20 May

War Sucks…

I finished it (not in time to enter it in Houston as Deborah asked — although, even if I had I don’t think I would have). And although I am very pleased with how it turned out and happy to share it here, I won’t hold anything against anyone who clicks away to another site if it’s not their cup of tea.

I wasn’t completely sure where I was going with this one as I worked on it. I had more of a mood or feeling in mind than any specific pattern or construction method.

As I photographed it, I enjoyed finding interesting compositions with the larger composition.

The fractured aspect of crazy quilting made sense for the background, as did the hint of stitching the seams back together. Pretty silk flower stitches were obviously out, but more utilitarian ones like blanket, cretan, and plain old straight stitches were in.

I allowed for raw edges (war is nothing if not raw) and stitched on jumbles of knotted threads ripped from my fabrics after the wash. The red words are raw edge appliquéd with intentionally messy lines, but without fusible, so that their edges will deteriorate with each wash or handling.

I used stencilled, splattered, scribbled, new commercial, re-purposed, discharged, uniform, and dyed fabrics. I worked the fabrics both before and after piecing them. I experimented with using thickened Procion dyes because I like the hand they leave (or more like don’t leave) on the fabric, but am learning through trial and error that my manner of working lends itself better to paints.

The quilt is backed with an old woolen blend army blanket and I left the edges open and stuffed them with fabrics and yarns that could allude to bandages and guts. The intent is more gruesome than the look, but it works for me. The overall quilting is intersecting straight lines that could be tracer fire or bullet trajectories.
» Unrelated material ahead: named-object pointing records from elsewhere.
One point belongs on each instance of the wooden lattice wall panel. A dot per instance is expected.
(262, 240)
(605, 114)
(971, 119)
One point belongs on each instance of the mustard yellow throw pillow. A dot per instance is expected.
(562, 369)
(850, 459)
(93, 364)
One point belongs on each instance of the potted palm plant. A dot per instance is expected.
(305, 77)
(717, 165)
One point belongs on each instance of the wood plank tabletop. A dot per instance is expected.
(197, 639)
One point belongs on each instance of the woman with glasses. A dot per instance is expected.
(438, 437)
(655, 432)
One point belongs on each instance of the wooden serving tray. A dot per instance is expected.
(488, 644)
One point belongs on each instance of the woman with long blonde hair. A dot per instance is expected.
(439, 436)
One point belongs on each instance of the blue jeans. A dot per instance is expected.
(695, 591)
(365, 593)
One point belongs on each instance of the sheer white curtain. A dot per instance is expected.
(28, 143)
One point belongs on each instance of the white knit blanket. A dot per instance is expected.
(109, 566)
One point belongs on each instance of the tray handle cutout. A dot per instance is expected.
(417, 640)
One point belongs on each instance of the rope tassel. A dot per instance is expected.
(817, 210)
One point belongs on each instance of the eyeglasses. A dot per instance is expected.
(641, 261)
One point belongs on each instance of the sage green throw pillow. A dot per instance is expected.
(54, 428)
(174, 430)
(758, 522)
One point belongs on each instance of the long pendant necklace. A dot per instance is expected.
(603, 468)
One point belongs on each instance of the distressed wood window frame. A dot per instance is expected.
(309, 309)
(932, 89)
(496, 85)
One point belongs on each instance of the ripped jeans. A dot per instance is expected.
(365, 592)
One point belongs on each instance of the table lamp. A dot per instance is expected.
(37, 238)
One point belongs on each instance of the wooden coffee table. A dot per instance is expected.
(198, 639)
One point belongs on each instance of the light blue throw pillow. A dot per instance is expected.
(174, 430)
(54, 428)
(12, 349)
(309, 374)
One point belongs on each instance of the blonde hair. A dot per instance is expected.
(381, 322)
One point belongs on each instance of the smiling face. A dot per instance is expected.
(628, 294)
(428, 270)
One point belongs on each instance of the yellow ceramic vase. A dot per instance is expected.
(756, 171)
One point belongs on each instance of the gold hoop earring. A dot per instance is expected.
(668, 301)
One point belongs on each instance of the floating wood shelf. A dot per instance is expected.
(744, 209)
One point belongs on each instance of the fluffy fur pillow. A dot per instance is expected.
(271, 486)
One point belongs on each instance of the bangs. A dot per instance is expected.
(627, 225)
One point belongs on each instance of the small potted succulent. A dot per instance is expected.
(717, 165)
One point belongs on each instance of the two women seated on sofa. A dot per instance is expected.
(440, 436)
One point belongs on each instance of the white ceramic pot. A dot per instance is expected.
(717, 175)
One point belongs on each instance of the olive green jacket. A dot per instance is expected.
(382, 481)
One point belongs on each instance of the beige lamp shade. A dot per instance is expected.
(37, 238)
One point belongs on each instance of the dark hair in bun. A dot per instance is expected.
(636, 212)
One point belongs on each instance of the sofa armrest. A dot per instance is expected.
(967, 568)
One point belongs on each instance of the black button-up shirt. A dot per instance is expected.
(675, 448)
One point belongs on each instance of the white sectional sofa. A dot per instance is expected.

“War Sucks”      83.5″x53″    Kristin La Flamme, 2009

11 May

The Uncomfortable Zone

The quilt I’m working on right now has got me out of my comfort zone, and not in a way I expected. The long story:

In 2003 (or maybe early ’04) when my hubby returned from war, we marked the event by getting tattoos. Cliché yes, but we did it. His is army related, mine’s just pretty. Knowing he’d eventually deploy again, I naturally wondered if we’d get more tattoos. I figured that I’d go more literal the next time and get a simple “War Sucks.” Straightforward and pretty much applies to all wars, and to all sides.

Fast forward to a few months ago, when a quilted version of the statement came to me (probably in the shower — it’s where I get most of my ideas. I am a walking cliché.). I started piecing bits and scraps together . When my mom came to visit, she asked about the depressing, fractured, army -related bits in progress on the design wall door. When I explained my concept she confirmed that she was getting exactly that vibe from my preliminary patches.

This week I was working on the words. I used my computer to “set type” and create templates for each letter. At the same time I was packing up a care package for Mr. Incredible. My daughter asked if she could make something for daddy on the computer using words and “paint.” Sure. I got her started in Photoshop and showed her the text tool (she’s already pretty proficient with the paintbrush, lasso, and eraser tools) and left her to her own devices while I continued my momentum on the quilt. When I returned to check on her, she’d written “war sucks” in some nice typefaces and bold colors. I gently told her that the quilt I was working on was for me, so I only needed to worry about what I thought of it, but if she was making a picture for daddy she needed to think about how he’d feel and he probably didn’t want the message “war sucks” while he’s sitting in the middle of it. She was understandably upset and ultimately lost interest in the project all together. In retrospect, I realized that she was picking up on my playing with typography and I probably should have stopped what I was doing and sat down with her to find more appropriate words to use so she could enjoy the process as well.

The episode got me thinking. Should I be working on art like this with impressionable kids around? Should I not deal with sensitive issues at this point in my journey? Should I sequester the art so the kids don’t see it? Should I let them see it and just use it as a talking point? (They’ve already seen boobies and a vagina in my 12×12 pieces, and either didn’t get it [the latter], or didn’t care [the former].) I also realized at that point that I would not be taking this quilt to “Show and Tell” at the Hawai’i Quilt Guild. It would fall under the umbrella of dinner party subjects not to be brought up in polite company.

These are concerns I have never had to worry about with my pretty little houses and German landscapes. I’ve never been much of a “statement” person. While I have very strong opinions, I generally keep them to myself and a small group of friends and family (and kick myself on the occasions when I’ve let someone push my buttons at a party or other gathering). In general my public voice and my art hope to be more diplomatic and universal, or at least more subtle in their subversity. I wonder if people who regularly make bold statements with their art have moved beyond the squirmy phase I’m feeling now, or if part of the excitement of making the art is knowing it will bring viewers’ reactions to the surface. I don’t know if I’ll be making more protest quilts or not, but right now, I’m actually looking forward to returning to the nice acceptable roots and houses in my queue.